Они поспешили нагнать этого человека, который, видимо, куда-то торопился. Ботфорты его были покрыты слоем пыли, и он расспрашивал, нельзя ли ему немедленно переправиться в Англию.
- Не было бы ничего проще, - отвечал хозяин одного из кораблей, совершенно готового к отплытию, - но сегодня утром пришел приказ не выпускать никого без особого разрешения кардинала.
- У меня есть такое разрешение, - сказал дворянин, вынимая из кармана бумагу. - Вот оно.
- Пусть его пометит начальник порта, - сказал хозяин. - И не ищите потом другого судна, кроме моего.
- Где же мне найти начальника?
- Он в своем загородном доме.
- И этот дом расположен?..
- В четверти мили от города. Вот он виден отсюда, у подножия того холма.
- Хорошо, - сказал приезжий.
И, сопровождаемый своим лакеем, он направился к дому начальника порта.
Пропустив их на пятьсот шагов вперед, д’Артаньян и Планше последовали за ними.
Выйдя за пределы города, д’Артаньян ускорил шаг и нагнал приезжего дворянина на опушке небольшой рощи.
- Сударь, - начал д’Артаньян, - вы, по-видимому, очень спешите?
- Очень спешу, сударь.
- Мне чрезвычайно жаль, - продолжал д’Артаньян, - но ввиду того, что и я очень спешу, я хотел попросить вас об одной услуге.
- О чем именно?
- Я хотел просить вас пропустить меня вперед.
- Невозможно, сударь, - ответил дворянин. - Я проехал шестьдесят миль за сорок четыре часа, и мне необходимо завтра в полдень быть в Лондоне.

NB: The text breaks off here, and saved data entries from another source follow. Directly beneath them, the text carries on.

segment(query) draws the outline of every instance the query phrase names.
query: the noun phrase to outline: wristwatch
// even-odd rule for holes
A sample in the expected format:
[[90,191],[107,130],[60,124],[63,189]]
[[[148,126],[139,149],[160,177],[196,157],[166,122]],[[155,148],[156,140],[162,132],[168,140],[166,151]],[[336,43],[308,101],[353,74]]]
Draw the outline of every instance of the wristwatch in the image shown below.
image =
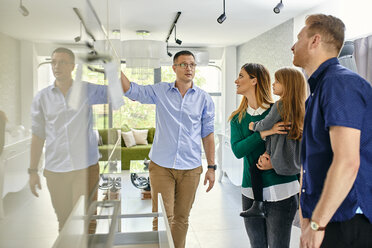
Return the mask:
[[207,168],[217,170],[217,165],[208,165]]
[[315,221],[311,220],[310,221],[310,228],[314,231],[324,231],[326,229],[325,226],[319,226],[318,223],[316,223]]

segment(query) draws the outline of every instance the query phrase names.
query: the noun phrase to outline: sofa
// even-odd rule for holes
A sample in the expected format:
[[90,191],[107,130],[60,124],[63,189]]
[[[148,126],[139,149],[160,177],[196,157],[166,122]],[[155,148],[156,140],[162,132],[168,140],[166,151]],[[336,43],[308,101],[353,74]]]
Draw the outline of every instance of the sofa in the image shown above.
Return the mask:
[[[98,134],[100,136],[98,142],[98,150],[101,154],[99,160],[107,161],[111,153],[113,153],[111,156],[111,160],[121,160],[121,169],[129,170],[131,160],[143,160],[145,158],[149,159],[149,152],[154,141],[155,128],[151,127],[135,129],[148,130],[147,145],[134,145],[131,147],[127,147],[122,135],[120,135],[121,132],[131,131],[131,129],[127,125],[124,125],[122,128],[98,129]],[[116,146],[115,151],[112,152],[116,142],[118,141],[118,138],[120,138],[120,141]]]

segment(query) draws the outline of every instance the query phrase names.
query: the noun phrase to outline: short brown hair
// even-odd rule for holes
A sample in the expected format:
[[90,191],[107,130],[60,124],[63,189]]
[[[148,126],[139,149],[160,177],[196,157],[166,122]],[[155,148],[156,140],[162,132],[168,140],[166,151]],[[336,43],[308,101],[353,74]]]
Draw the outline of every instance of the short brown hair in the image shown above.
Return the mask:
[[71,60],[75,63],[75,54],[68,48],[58,47],[52,52],[52,56],[55,53],[66,53],[70,56]]
[[183,50],[183,51],[179,51],[178,53],[176,53],[174,55],[174,57],[173,57],[173,63],[175,63],[176,60],[178,59],[178,57],[181,56],[181,55],[192,56],[194,58],[194,60],[195,60],[195,56],[194,56],[194,54],[192,52],[187,51],[187,50]]
[[305,20],[308,37],[316,33],[322,36],[322,41],[333,46],[337,53],[340,52],[345,39],[345,24],[332,15],[309,15]]

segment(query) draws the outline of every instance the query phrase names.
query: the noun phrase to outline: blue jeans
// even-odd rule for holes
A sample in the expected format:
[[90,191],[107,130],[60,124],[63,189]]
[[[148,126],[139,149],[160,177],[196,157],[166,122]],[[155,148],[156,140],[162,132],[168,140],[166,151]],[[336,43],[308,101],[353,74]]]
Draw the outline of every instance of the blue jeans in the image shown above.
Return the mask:
[[[249,209],[253,200],[242,195],[243,211]],[[289,247],[292,221],[298,207],[298,196],[294,195],[277,202],[265,202],[266,218],[244,218],[252,248]]]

- Я проехал то же расстояние в сорок часов, и мне завтра в десять часов утра нужно быть в Лондоне.
- Весьма сожалею, сударь, но я прибыл первым и не пройду вторым.
- Весьма сожалею, сударь, но я прибыл вторым, а пройду первым.
- По приказу короля! - крикнул дворянин.
- По собственному желанию! - произнес д’Артаньян.
- Да вы, никак, ищете ссоры?
- А чего же другого?
- Что вам угодно?
- Вы хотите знать?
- Разумеется.
- Так вот: мне нужен приказ, который у вас есть и которого у меня нет, хотя он мне крайне необходим.
- Вы шутите, надеюсь?
- Я никогда не шучу.
- Пропустите меня!
- Вы не пройдете!
- Мой храбрый юноша, я разобью вам голову… Любен, пистолеты!
- Планше, - сказал д’Артаньян, - разделайся со слугой, а я справлюсь с господином.
Планше, расхрабрившийся после первых своих подвигов, бросился на Любена и, благодаря своей силе и ловкости опрокинув его на спину, поставил ему колено на грудь.
- Делайте свое дело, сударь, - крикнул Планше, - я свое сделал!
Видя все это, дворянин выхватил шпагу и ринулся на д’Артаньяна. Но он имел дело с сильным противником.
За три секунды д’Артаньян трижды ранил его, при каждом ударе приговаривая:
- Вот это за Атоса! Вот это за Портоса! Вот это за Арамиса!
При третьем ударе приезжий рухнул как сноп.